Pour quelques-uns, l’histoire connaît un plus heureux dénouement. Ainsi Cassandre, stagiaire bibliothécaire à la Sorbonne, fuit la relation au moment critique. « Il m’a dit qu’il était allergique au latex, ça m’a mis la puce à l’oreille. » Elle tire sa révérence et quitte aussitôt la chambre d’hôtel, mais son prince charmant ne fait pas mine de la retenir. Dimitri, serveur dans un bar, abandonne la conversation dès les premières minutes. « Sa façon de parler m’inspirait pas trop confiance. En plus, je suis déjà en couple », nous explique-t-il en riant.
Selon le sociologue Jacques Feuillée, spécialiste des rumeurs, canulars et légendes urbaines, le phénomène n’a rien de nouveau. « Le VIH a toujours été la bête noire de l’opinion publique. Il est contagieux, invisible, presque invincible et potentiellement mortel. On craint le VIH parce qu’on a peur de passer de l’autre côté du miroir. Peur d’être montré du doigt, d’être rejeté, peur d’être étiqueté « client de prostituée ». Enfin, il y a aussi la peur de se voir refuser une relation amoureuse et le plaisir sexuel à tout jamais. » Marie Bonnefoy, porte-parole de Sidaction, s’indigne de tels agissements. « Je trouve ça consternant qu’on cherche encore à stigmatiser et criminaliser les victimes du SIDA », déplore-t-elle. « Ça montre bien que la pathologie est finalement très méconnue. Avec le traitement adéquat, les malades peuvent retrouver une vie à peu près normale. Mais le meilleur moyen d’éviter une contamination, vous vous en doutez, c’est de se protéger. Aussi, prendre le temps de discuter avec son partenaire, sans tabous. Ce genre de problème, ça se confie pas facilement. Comme on dit chez nous : « apprendre à se connaître pour ne pas se compromettre ». »
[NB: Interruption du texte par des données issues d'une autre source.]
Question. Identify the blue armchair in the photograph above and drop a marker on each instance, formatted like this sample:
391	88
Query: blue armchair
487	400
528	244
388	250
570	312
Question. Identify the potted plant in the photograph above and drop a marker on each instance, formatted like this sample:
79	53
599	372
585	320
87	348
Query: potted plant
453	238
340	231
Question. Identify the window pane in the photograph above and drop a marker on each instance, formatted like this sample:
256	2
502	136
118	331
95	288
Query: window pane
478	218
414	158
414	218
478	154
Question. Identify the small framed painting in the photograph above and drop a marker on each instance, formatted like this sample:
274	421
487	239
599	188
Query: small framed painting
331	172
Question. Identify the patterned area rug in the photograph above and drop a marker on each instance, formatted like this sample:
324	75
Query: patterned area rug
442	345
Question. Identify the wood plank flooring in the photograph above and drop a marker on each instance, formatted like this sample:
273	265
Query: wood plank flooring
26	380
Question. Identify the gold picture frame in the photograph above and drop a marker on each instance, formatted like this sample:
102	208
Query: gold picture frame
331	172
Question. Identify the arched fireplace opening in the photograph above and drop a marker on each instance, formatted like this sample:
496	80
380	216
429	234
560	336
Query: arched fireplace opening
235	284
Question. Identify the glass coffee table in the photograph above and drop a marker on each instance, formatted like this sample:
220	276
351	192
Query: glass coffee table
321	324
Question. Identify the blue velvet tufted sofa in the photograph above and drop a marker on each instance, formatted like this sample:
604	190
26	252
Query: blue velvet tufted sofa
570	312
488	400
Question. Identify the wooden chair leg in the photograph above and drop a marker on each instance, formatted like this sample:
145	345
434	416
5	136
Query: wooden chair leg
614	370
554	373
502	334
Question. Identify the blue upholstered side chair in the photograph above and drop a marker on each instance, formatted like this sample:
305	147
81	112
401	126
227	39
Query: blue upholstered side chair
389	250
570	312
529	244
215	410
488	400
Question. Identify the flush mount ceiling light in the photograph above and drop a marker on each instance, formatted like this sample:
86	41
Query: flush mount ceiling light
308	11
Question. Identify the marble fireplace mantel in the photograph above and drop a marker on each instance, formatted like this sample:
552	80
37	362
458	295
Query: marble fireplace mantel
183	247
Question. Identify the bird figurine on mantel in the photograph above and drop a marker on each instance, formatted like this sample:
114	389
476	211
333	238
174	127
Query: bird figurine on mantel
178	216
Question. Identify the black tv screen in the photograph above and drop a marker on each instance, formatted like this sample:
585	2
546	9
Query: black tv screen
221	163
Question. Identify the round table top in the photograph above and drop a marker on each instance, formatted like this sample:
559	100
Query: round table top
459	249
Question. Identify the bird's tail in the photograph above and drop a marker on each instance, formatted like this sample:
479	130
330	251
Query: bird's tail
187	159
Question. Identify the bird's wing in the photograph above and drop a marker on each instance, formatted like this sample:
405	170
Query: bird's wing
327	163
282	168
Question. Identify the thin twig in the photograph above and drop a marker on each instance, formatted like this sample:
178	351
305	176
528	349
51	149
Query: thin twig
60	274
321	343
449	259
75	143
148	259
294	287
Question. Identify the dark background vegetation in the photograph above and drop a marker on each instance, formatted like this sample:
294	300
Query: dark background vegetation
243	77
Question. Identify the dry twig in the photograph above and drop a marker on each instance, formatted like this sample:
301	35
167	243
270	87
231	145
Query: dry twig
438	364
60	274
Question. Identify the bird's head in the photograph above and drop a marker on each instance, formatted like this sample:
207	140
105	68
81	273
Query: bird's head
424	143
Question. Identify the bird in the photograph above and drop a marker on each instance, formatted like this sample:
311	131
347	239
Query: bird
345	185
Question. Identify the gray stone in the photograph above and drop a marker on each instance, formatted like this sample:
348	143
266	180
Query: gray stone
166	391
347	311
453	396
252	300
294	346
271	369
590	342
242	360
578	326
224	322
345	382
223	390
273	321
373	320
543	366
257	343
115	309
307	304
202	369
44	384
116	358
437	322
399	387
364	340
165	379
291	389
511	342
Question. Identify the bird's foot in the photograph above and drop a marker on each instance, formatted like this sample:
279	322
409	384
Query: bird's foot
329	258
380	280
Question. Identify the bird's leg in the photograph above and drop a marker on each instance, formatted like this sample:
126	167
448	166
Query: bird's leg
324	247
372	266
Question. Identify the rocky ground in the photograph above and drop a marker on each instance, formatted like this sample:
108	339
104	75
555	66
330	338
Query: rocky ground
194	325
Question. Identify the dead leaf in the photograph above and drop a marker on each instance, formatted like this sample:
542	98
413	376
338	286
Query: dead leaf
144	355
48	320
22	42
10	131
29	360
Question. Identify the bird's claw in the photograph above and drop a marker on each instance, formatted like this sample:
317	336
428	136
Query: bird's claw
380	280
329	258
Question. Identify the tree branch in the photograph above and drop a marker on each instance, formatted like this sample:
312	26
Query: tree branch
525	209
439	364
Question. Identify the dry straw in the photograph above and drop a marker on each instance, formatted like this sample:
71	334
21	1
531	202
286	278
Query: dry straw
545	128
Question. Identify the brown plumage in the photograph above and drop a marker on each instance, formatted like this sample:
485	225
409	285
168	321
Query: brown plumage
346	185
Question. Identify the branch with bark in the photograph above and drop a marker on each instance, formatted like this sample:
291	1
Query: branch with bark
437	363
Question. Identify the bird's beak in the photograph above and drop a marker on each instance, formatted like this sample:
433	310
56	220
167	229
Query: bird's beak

Vers des lendemains difficiles ?
Reste à évaluer l’influence de ces « séducteurs de l’ombre » sur les rapports hommes-femmes. Gilles Taillerand, qui tient une chaîne Youtube sur les techniques de « drague de rue » depuis 2010 et comptabilise plus de 4 000 000 de vues sur ses vidéos, est pessimiste. « C’est de plus en plus dur », constate-t-il avec amertume. « En temps normal, les femmes se farcissent déjà des harceleurs et des relous à la pelle, mais avec des types qui traumatisent les gens comme ça, on se pose sérieusement la question de ce qui va se passer à l’avenir. Je connais pas mal de filles qui ne sortent plus que dans des boîtes réservées aux femmes à cause des embrouilles, du GHB, des agressions, tout ça. Et maintenant, faut ajouter des serial contaminateurs à la liste ? Sans déconner ? Même si c’est une blague, ce que font ces gens-là, ça n’a pas de nom. Ça me rend triste et ça me dégoûte. Excusez-moi du terme : c’est des cons. »
D’après des sources journalistiques régionales, des membres du bien-nommé « Club S.I.D.A. » seraient également à l’œuvre à Bruxelles ainsi qu’à Genève et Lausanne, bien qu’aucune estimation du nombre de victimes n’ait encore été rendue publique par les autorités belges et suisses. En attendant, des affiches mettant la population en garde contre des « activités de racolage et séduction inhabituelles » fleurissent désormais dans les mairies et commissariats.